Her breaths started coming in harsh gasps. “You and Susan were in the throes of your argument. You were trying to placate her, to kiss and make up, but Susan was furious. She said… she said that if you wanted to fuck a Lyston girl, you could go fuck… me.” She sucked in a breath so hard she winced with the pain of it. “Then she said, ‘Of course since you’ve had me, Bellamy will be a huge letdown.’”

She’d used that word today, so for all these years it must have been there in the back of her mind just waiting to be triggered. He cursed himself for being the one to do it. He hoped to heaven her recollection would stop there. “Who gives a damn what Susan said?”

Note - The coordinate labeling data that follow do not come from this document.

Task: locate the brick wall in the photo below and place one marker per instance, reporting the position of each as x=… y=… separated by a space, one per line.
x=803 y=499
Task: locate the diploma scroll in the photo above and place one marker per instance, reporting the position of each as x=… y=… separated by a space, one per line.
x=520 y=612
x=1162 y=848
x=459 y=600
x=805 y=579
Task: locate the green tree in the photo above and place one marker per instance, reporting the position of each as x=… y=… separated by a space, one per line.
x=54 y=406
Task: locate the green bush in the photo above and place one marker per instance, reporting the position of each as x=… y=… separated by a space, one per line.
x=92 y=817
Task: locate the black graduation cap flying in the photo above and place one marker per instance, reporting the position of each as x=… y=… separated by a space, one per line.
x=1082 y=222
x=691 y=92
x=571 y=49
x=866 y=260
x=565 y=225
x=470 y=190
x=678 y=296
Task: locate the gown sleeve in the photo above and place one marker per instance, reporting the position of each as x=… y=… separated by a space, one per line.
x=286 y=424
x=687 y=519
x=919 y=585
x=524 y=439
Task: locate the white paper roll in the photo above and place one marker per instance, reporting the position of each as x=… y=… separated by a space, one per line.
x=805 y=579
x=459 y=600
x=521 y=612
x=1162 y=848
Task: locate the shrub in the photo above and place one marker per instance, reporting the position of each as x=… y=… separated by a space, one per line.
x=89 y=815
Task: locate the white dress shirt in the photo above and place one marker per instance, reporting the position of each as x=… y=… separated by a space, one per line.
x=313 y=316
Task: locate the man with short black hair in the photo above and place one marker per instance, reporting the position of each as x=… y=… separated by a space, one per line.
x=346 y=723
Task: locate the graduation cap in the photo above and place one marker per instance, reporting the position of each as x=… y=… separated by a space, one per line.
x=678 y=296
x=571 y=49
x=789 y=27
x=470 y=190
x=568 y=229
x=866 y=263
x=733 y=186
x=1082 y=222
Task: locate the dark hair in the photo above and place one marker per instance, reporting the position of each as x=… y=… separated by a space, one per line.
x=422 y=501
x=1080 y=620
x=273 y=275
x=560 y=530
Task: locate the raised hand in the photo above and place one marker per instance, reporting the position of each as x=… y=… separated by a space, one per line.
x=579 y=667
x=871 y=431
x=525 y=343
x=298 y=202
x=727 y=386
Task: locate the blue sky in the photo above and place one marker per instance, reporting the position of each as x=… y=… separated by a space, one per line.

But Bellamy seemed not to hear him. She was back at the boathouse, listening to her sister mocking her. “After saying that, she laughed. She smiled that smile that Steven remembers and described to us so well. That triumphant smile. That’s when you left her.”

She focused on him, seeking verification. Reluctantly, he nodded. “I couldn’t stand the sight of her for one second longer. I wheeled my motorcycle around and was about to ride off. That’s when I spotted you crouching there in the bushes. I knew you must have overheard what she’d said, and my gut sank. She always treated you like dirt. And you were—”

“Pathetic.”

“I wasn’t going to say that, but you were an easy target for her ridicule. It was an awful thing for her to say, in any case. But it was especially mean because she knew you were there and would overhear it.”

“Yes, I’m sure she got double pleasure out of taunting you and humiliating me.”